Role of Emitter Resistance in Transistor Amplifying Circuit

The emitter resistance plays a crucial role in transistor amplifying circuits. It serves multiple purposes, but the primary function is to prevent thermal runaway in the transistor. Let's discuss the role of the emitter resistance in detail:

1. Preventing thermal runaway:
Thermal runaway is a phenomenon where the temperature of the transistor increases uncontrollably due to positive feedback within the circuit. This can lead to the destruction of the transistor. The emitter resistor, also known as the emitter degeneration resistor, helps prevent thermal runaway by stabilizing the operating point of the transistor.

When a transistor is biased for amplification, a small change in base current can cause a significant change in collector current. This change in collector current can result in an increase in the junction temperature of the transistor.

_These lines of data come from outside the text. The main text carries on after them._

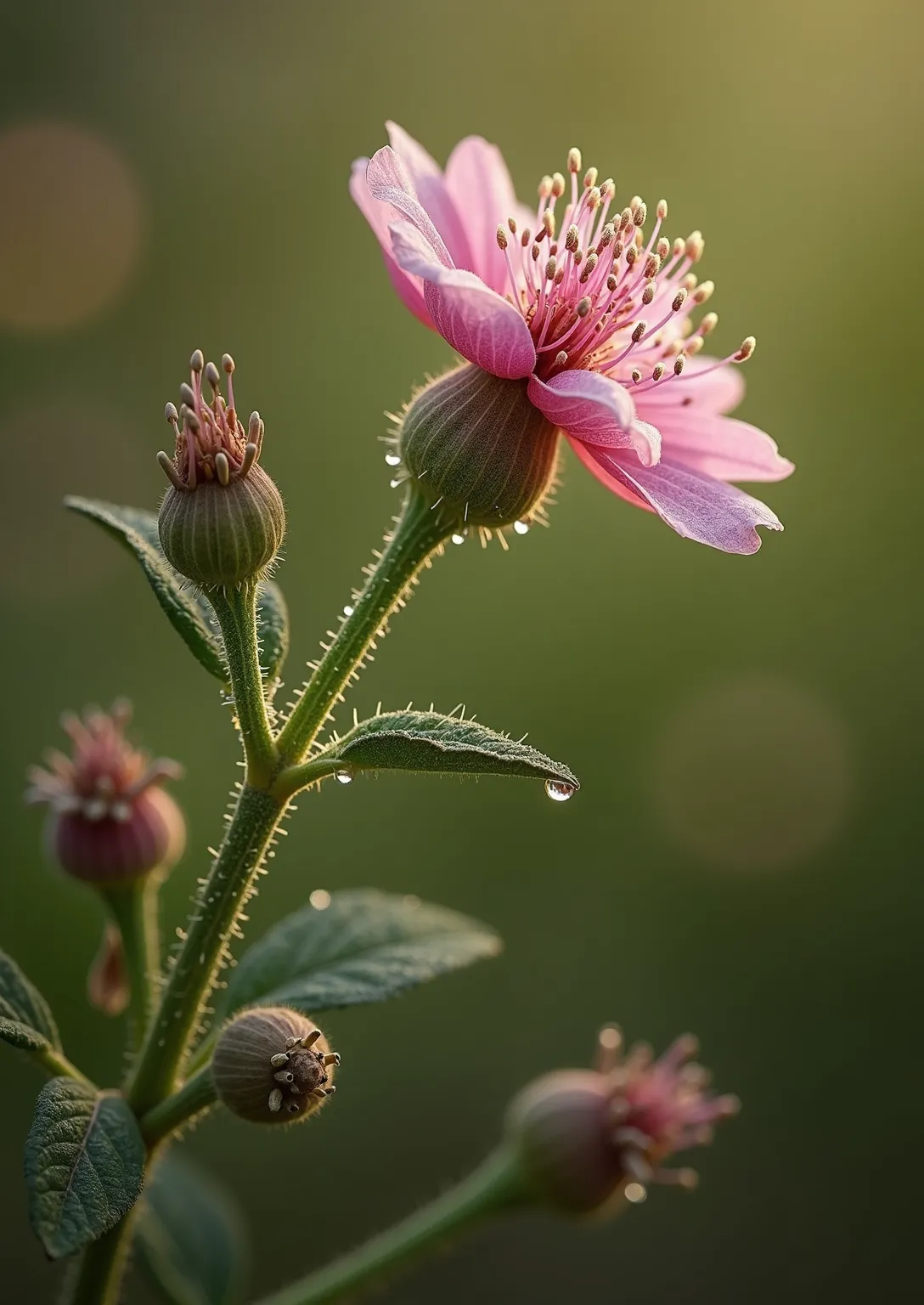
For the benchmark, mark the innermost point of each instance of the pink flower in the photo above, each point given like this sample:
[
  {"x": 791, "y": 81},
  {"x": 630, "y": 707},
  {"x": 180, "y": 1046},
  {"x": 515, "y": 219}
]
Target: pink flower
[{"x": 593, "y": 311}]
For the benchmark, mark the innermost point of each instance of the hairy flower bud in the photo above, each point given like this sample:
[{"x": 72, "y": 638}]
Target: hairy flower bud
[
  {"x": 586, "y": 1138},
  {"x": 109, "y": 820},
  {"x": 476, "y": 444},
  {"x": 223, "y": 520},
  {"x": 273, "y": 1065}
]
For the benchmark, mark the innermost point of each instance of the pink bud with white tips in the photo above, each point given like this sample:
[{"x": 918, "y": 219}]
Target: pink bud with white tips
[
  {"x": 589, "y": 1138},
  {"x": 109, "y": 818}
]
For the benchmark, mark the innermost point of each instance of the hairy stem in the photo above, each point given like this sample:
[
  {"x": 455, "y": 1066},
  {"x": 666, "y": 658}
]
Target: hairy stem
[
  {"x": 418, "y": 533},
  {"x": 194, "y": 974},
  {"x": 493, "y": 1188},
  {"x": 196, "y": 1095},
  {"x": 236, "y": 613},
  {"x": 99, "y": 1278},
  {"x": 135, "y": 910}
]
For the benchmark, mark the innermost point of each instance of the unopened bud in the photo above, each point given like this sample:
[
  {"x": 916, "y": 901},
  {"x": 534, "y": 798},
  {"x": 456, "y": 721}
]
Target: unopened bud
[
  {"x": 109, "y": 820},
  {"x": 107, "y": 981},
  {"x": 223, "y": 520},
  {"x": 273, "y": 1065},
  {"x": 476, "y": 449}
]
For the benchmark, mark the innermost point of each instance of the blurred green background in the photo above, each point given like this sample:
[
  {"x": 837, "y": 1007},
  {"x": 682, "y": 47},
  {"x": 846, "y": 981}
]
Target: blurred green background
[{"x": 741, "y": 857}]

The emitter resistor acts as a negative feedback element by converting the change in collector current into a voltage drop across itself. This voltage drop reduces the base current, thereby stabilizing the collector current and preventing thermal runaway.

2. Reducing the gain:
While the primary role of the emitter resistor is to prevent thermal runaway, it also has an impact on the gain of the transistor amplifying circuit. The emitter resistor reduces the overall gain of the circuit. This reduction in gain is intentional and desirable in many cases.

By adding an emitter resistor, the transistor operates in the voltage-divider biasing configuration. This configuration helps in achieving better stability and linearity, especially in applications such as audio amplifiers. The emitter resistor reduces the gain by introducing negative feedback, which improves the linearity of the amplifier and reduces distortion.

3. Lowering the output impedance:
The emitter resistor also plays a role in lowering the output impedance of the transistor amplifier. The output impedance determines how much the output voltage changes with a change in the load impedance. By adding an emitter resistor, the output impedance of the amplifier decreases, resulting in better matching with the load impedance and increased power transfer efficiency.

4. Increasing thermal stability:
Apart from preventing thermal runaway, the emitter resistor also improves the thermal stability of the transistor. It reduces the temperature sensitivity of the transistor by providing a voltage drop that is proportional to the collector current. This voltage drop compensates for the temperature-induced variations in the transistor's characteristics, ensuring stable and reliable operation.

In conclusion, the emitter resistance in the transistor amplifying circuit primarily prevents thermal runaway by stabilizing the operating point of the transistor. Additionally, it reduces the gain, lowers the output impedance, and improves the thermal stability of the circuit. These characteristics make the emitter resistor an essential component in transistor amplifier designs.